Live in a teepee?

CV> How interesting. Were the people there, apart from your
CV> friends, a bit middle class, alternative, and well off, or
CV> was it a mix of classes, attitudes and haves and have-nots?

All sorts ... mostly divided into middle class radicals on the one hand and
lifelong Roma or travellers on the other, but a scattering of other types as
well.

CV> Can anyone just go and erect a tepee in the community, or is it a
CV> privately owned plot with controlled membership?


It doesn't exist any more ... disbanded about ten years back, although I
noticed that a couple of isolated new tepees were back last year. Before
that -- they were a cooperative commune who bought the whole mountain for
the purpose in an attempt to be legally secure. They were hospitable,
allowed a level of temporary squatting without any restriction, but
permanent additions had to negotiate some sort of deal - perhaps paying a
contribution into the collective kitty, or bringing a new contribution of
some other kind (one new group set up a school and crèche for the children
of the community, for instance).

There are other communities like it, still. Some have gone the same land
purchase route, others just mushroom in places unlikely to be noticed. In
the forests of south west Wales I know of one mixed tepee/yurt community and
two roundhouse villages. One of the roundhouse groups was found during an
aerial mapping flyover, and forced to dismantle ... but they just rebuilt
about twenty kilometres away... They don't try to control immigration;
anyone who is willing to put in the work required td to build a round house,
then live in it, is welcome.

Others again grow up around a commune in a more conventional accommodation:
one of my occasional colleagues lives in a roundhouse build in the grounds
of a farm whose farmhouse is the community core. There are rentable
"chalets" in the outbuildings, or newcomers who "buy in" to the commune can
bring their own caravan, tepee, yurt, or build a roundhouse. If they decide
to leave again, they sell their share back to the commune. They run an
environmental education business from there -- some clients pay in money,
thus providing the level of currency needed for relating to the rest of the
world, others in different ways ... a recent group of primary school
children who attended a recent three day willow coppicing course were
required to each pay with food items sufficient in quantity to provide one
adult with a full meal ... one child brought a kilo of leaks, another a kilo
of potatoes, another a litre of sunflower oil, and so on. One child brought
tinned goods ... the metal from which will be used for part of the mouse
proofing in a new food store building.

CV> The tepees I saw on the web were plush, expensive
CV> and carpetted.

Some are like that; there's a yurt village up Machynlleth way which charges
fifty thousand pounds sterling for a site, then insists that you buy your
approved yurt from them as well at another fifteen thou ... they have
Habitat or Heals interiors, in most cases!

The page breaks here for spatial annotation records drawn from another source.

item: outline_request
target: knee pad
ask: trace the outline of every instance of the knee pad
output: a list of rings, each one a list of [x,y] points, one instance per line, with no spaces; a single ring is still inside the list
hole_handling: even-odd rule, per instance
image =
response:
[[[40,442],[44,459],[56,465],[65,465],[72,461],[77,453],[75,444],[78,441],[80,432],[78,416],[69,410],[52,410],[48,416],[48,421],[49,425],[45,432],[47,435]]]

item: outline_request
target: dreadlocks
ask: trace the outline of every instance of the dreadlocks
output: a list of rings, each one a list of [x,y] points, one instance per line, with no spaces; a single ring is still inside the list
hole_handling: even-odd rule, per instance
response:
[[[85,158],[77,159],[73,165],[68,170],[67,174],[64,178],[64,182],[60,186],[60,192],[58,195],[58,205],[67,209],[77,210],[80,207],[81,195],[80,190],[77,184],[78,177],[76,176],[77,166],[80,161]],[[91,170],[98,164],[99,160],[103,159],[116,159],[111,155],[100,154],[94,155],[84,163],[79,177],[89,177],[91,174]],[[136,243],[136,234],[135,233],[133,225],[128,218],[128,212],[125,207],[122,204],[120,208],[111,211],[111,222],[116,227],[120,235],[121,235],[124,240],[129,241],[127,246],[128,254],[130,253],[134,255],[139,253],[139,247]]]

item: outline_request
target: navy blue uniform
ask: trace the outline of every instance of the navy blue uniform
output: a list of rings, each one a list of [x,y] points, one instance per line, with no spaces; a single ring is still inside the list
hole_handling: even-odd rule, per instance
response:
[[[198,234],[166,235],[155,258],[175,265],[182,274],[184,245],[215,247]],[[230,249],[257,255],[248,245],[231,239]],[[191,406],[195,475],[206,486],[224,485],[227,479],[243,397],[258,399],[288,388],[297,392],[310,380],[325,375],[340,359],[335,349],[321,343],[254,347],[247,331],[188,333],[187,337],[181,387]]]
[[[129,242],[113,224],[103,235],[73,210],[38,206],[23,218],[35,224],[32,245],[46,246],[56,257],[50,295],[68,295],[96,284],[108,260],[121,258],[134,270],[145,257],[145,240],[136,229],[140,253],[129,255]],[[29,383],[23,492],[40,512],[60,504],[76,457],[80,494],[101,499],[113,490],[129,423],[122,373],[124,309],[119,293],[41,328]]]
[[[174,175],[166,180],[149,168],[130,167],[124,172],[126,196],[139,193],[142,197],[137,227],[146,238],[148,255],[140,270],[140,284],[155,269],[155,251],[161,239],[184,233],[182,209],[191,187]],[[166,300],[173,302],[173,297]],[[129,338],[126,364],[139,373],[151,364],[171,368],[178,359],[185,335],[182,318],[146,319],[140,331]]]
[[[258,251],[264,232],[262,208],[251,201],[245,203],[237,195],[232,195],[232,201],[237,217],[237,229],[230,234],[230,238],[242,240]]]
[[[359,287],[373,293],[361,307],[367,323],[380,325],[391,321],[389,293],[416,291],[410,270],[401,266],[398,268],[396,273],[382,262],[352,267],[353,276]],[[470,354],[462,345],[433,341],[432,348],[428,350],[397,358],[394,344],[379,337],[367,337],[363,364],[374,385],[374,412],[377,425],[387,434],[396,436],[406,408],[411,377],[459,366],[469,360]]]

My colleague and her partner made the floor of the roundhouse from "cobbles"
of crosscut tree trunk bout a metre thick, buried about 700mm deep so the
floor is raised about 300mm above ground level. They then gradually carpeted
it with thick fabric woven from soaked and dyed reed (and covered the walls
with hangings from animal hair found on fences and brambles, also dyed) -
very plush and comfortable, but all free in financial terms though paid for
in labour. They've rigged up solar arrays to run a laptop (which doubles as
music player), though not lights or heating (heating is a wood stove after
your own heart!).


> Thanks for this information, I feel as if life has been revealed to be
> a film, or number of films, with different genres coexisting.
> I consider myself bent on solitude to partake in a community, the idea
> of which frightens me as I am cynical about the good naturedness of
> groups of people, unless mediated by the distance of cyberspace, as in
> RC13. Knowing such communities continue to thrive is enough. I realise
> a community is made up of individuals, like myself, and a part of me
> is attracted to the thought of living alternatively, which I do
> anyhow, but it is people who frighten me. I probably need to gain more
> independence before a tepee village would become seriously attractive.
> Independence in real physical abilities, skills, although this is daft
> as I just remembered putting in the new engine alone.
> Hmm, not sure, again, it's people that worry me, the judgement, the
> confusing impressions and effects within groups. And that obnoxious
> way relationships can break down within a shared household, the old
> *Please WASH UP after you!!!!!* note on the kitchen cupboard.
> I will keep an eye out for information about alternative communities
> and ways of living. It's bizzarre because my lifestyle is already so
> alternative, maybe the grass is always greener on the other side of
> the fence. Although I would not say I am looking for happiness I am
> looking out for something different.